Importantly, by recommending breast-feeding, public health organizations are implicitly arguing that infants should consume $40% of their total calories as dietary sugars. Yet these same organizations also recommend that sugar consumption by infants and children be limited. The striking contradiction between the passionate prescription of breast-feeding and the puritanical proscription of dietary sugars is due to the failure to acknowledge that, despite its political expediency and marketing potential, the distinction between ‘added’ and ‘intrinsic’ sugars is bio- chemically and scientifically meaningless.

In the U.S., sugar availability (i.e., a crude proxy for consumption) increased $600% from 18.6 lbs (8.5kg) in 1863 to 125 lbs (57kg) in 1930. The fastest rate of increase in U.S. history was 3 lbs per capita per year (36.1%) from 1918 until 1930. Yet as sugar availability increased exponentially, the U.S. population improved in almost every health metrics (e.g., malnutrition, mortality, health-span) while rates of obesity and T2DM were extremely low.
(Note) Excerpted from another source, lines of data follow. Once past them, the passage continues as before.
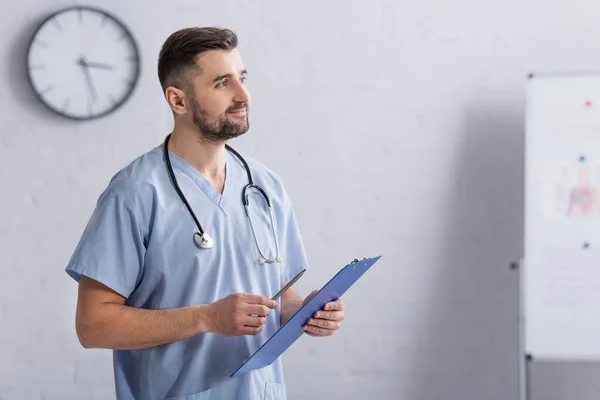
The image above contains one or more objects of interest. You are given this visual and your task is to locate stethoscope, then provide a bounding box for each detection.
[163,134,283,264]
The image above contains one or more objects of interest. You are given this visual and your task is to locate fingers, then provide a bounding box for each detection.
[240,326,263,335]
[244,293,277,309]
[314,311,344,322]
[304,325,335,336]
[242,315,267,328]
[246,304,271,317]
[306,318,341,331]
[323,299,344,311]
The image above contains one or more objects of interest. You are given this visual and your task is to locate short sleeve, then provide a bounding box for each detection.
[280,184,309,284]
[66,189,145,298]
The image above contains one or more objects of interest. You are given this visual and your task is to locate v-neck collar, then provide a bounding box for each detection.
[158,147,235,215]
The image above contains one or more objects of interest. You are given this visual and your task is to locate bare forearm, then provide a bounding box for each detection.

Diet-centric paradoxes exist because investigators often ignore contrary evidence or refuse to question assumptions that have been demonstrated to be false. For example, there are countries in which sugar and sugar- sweetened beverage consumption declined while obesity and metabolic diseases increased. In Australia, sugar/sweetener availability decreased 18% from 56.2 kg in 1961 to 46.1 kg in 2013 as the prevalence of obesity increased over 450% from more than 5% in the 1960s to 28% in 2015). In the United Kingdom (U.K.) availability decreased 20% from 51.7kg in 1961 to 41.3kg in 2016 while obesity increased over 400% from less than 5% in the 1960s to over 26% in 2016. In the U.S., sugar/sweetener availability declined 18.2% from 69.1 kg per capita in 1999 to 56.5 kg in 2018, as the prevalence of diabetes in adults increased 36.8%, obesity increased 39%; and severe obesity increased 95.7%

The end result of the intellectual decline and corruption in nutrition research has been decades of impassioned but physiologically illiterate disputes about sugar, salt, fat, and cholesterol, increasing confusion about what constitutes a ‘healthy diet’, and the public’s loss of confidence in ‘science’ to inform their lives. 

.. physiology, not food and beverages, causes metabolic diseases. This fact explains why identical diets consumed by different individuals result in divergent nutritional, metabolic, and health effects, and why some individuals can consume massive quantities of sugar and other carbohydrates while maintaining metabolic health, whereas less fortunate individuals develop obesity and/or T2DM. 
We contend that current policy recommendations on ‘added’ sugars and sugar-sweetened beverages are not only unscientific, but also regressive and unjust because they harm the most vulnerable members of our society while providing no personal or public health benefits 

 

It's paywalled but there are ways and means of downloading it.